Incêndio em Pedrógão Grande

O calor extremo verificado em Junho, em Portugal e um pouco por toda a Europa ocidental, é culpa do Homem. A conclusão é de um estudo científico que associa a vaga de calor às alterações climáticas e que avisa que este problema está a afectar com maior gravidade Portugal e Espanha.

Esta pesquisa realizada por cientistas de várias universidades e entidades internacionais aponta a “mão humana” como a causa do calor extremo que se sentiu em Junho, em Portugal, Espanha, França, Holanda, Bélgica, Reino Unido e até na Suíça.

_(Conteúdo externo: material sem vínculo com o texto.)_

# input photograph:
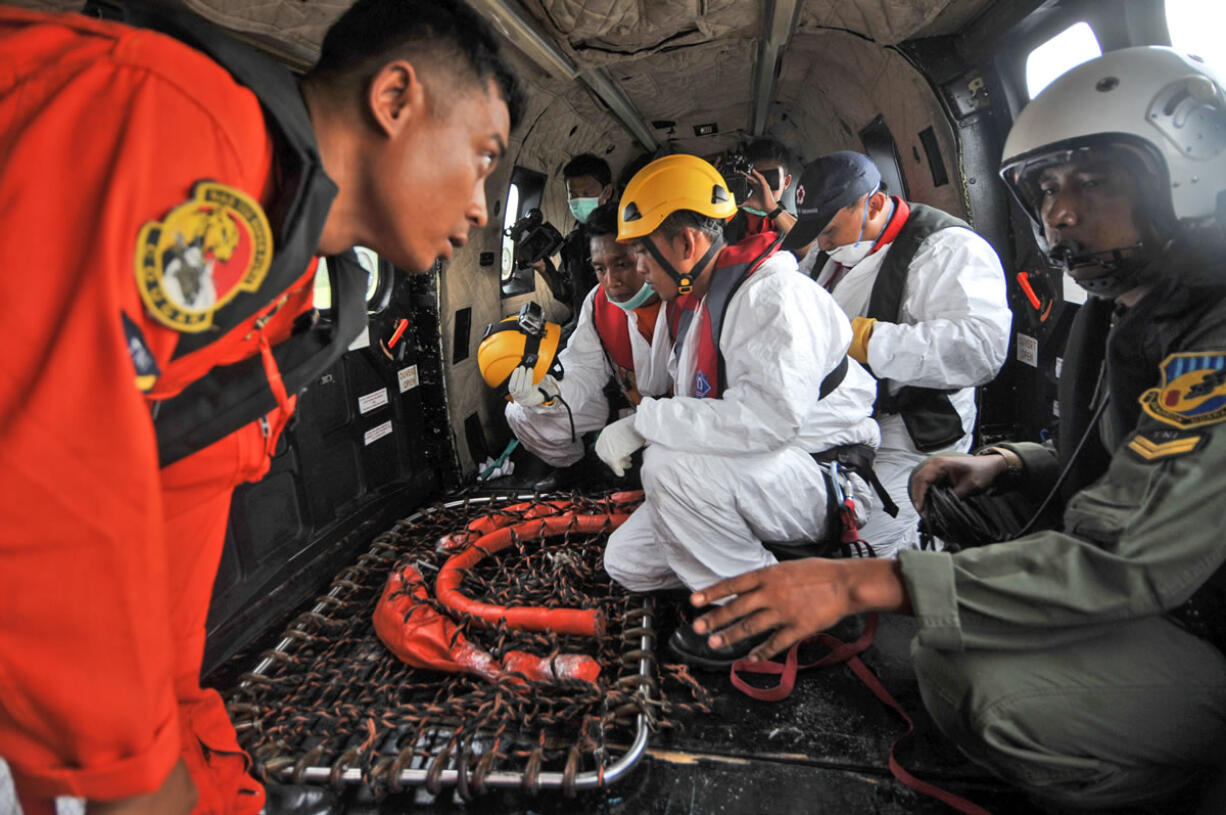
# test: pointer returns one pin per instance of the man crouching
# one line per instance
(764, 390)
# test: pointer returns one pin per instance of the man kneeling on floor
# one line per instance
(763, 390)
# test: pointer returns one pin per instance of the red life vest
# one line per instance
(732, 267)
(613, 330)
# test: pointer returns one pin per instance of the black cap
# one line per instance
(826, 185)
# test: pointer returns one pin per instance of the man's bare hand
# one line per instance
(966, 474)
(760, 195)
(797, 598)
(175, 796)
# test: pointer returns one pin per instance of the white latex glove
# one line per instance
(617, 443)
(522, 391)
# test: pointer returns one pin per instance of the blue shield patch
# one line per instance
(1192, 394)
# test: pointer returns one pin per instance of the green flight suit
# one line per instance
(1056, 659)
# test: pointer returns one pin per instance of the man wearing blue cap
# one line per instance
(927, 302)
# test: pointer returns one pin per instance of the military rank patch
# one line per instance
(1161, 444)
(1192, 394)
(201, 255)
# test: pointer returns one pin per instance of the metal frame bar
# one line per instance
(417, 777)
(777, 26)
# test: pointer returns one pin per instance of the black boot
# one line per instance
(692, 648)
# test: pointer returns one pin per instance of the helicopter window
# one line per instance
(1067, 49)
(511, 213)
(378, 281)
(1197, 27)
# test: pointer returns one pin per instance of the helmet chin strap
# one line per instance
(1123, 270)
(684, 282)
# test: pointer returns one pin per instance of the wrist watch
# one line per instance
(1012, 461)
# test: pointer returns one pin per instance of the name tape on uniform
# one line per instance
(407, 378)
(372, 401)
(1028, 349)
(378, 432)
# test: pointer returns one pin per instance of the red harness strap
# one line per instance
(849, 653)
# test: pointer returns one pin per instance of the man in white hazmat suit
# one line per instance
(622, 335)
(761, 385)
(929, 315)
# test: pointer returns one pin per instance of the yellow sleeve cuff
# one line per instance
(861, 330)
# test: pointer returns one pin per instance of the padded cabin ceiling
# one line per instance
(692, 61)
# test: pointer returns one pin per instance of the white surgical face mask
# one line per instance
(584, 207)
(644, 294)
(857, 250)
(851, 254)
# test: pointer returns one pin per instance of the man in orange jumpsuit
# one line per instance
(135, 179)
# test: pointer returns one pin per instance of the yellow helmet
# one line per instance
(670, 184)
(521, 340)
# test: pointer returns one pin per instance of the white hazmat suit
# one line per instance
(723, 474)
(953, 332)
(546, 430)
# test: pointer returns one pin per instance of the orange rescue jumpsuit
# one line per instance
(106, 560)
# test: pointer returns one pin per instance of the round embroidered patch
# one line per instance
(201, 255)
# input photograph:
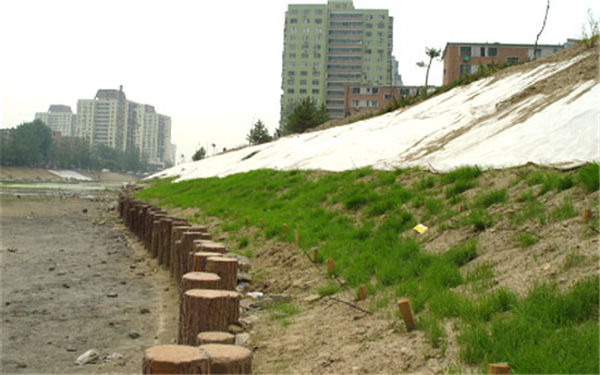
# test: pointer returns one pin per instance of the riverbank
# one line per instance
(74, 280)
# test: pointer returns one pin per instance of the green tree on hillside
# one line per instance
(432, 53)
(306, 115)
(259, 134)
(31, 143)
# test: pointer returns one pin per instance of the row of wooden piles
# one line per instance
(209, 303)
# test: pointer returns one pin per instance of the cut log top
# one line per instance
(208, 293)
(226, 353)
(212, 337)
(214, 247)
(201, 276)
(219, 259)
(207, 254)
(175, 353)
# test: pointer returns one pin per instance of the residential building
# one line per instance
(111, 120)
(59, 118)
(374, 98)
(462, 59)
(329, 47)
(104, 119)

O estudo, realizado no âmbito da World Weather Attribution, refere em particular o caso dos fogos florestais em Portugal, que causaram 64 vítimas mortais em Pedrógão Grande, e menciona ainda os planos de emergência de calor em França, Suíça e Holanda, e o facto de o Reino Unido ter experimentado “o seu Junho mais quente desde a famosa onda de calor de 1976”, conforme refere a BBC.

A conclusão dos investigadores não deixa dúvidas. Esta vaga de calor resulta das alterações climáticas causadas pelo Homem.

Um dos cientistas envolvidos na pesquisa, Geert Jan van Oldenborgh, do Instituto Meteorológico da Holanda, nota na TSF que há “claras e fortes ligações entre o calor recorde de Junho e as alterações climáticas causadas pelo Homem”.

O investigador também alerta que se verifica uma tendência “clara de aquecimento” global que define como “preocupante”, uma vez que as temperaturas estão a subir mais rapidamente do que determinavam os modelos de simulação dos efeitos das alterações climáticas.

Portugal e Espanha com efeitos mais dramáticos

Van Oldenborgh avisa também na TSF que os casos de Portugal e de Espanha são ainda mais preocupantes do que no resto da Europa, referindo que as temperaturas máximas, no Verão, subiram 1 grau desde 1990, enquanto na Península Ibérica subiram 3 graus

.

O estudo “indica que em países como Espanha, Portugal e França, as alterações climáticas podem aumentar as hipóteses de calor extremo até quatro vezes mais“, salienta a BBC.

O passado mês de Junho foi o terceiro mais quente desde 1931, em Portugal, segundo dados do Instituto Português do Mar e da Atmosfera (IPMA), com uma temperatura máxima média de quase 30 graus, mais de quatro graus acima da média normal.

E de acordo com esta nova pesquisa, os eventos de calor extremo tendem a ser frequentemente mais comuns.

“Os meses quentes já não são raros no nosso clima actual. Hoje podemos esperar o tipo de calor extremo que vimos em Junho, aproximadamente, a cada 10 a 30 anos, dependendo do país”, refere na BBC o investigador Robert Vautard, do Laboratório de Ciências do Clima e do Ambiente, que também esteve envolvido no estudo.

“Até meados do século, este tipo de calor extremo em Junho tornar-se-á a norma na Europa ocidental, a não ser que tomemos medidas imediatas para reduzir a emissão de gases com efeitos de estufa”, conclui Robert Vautard.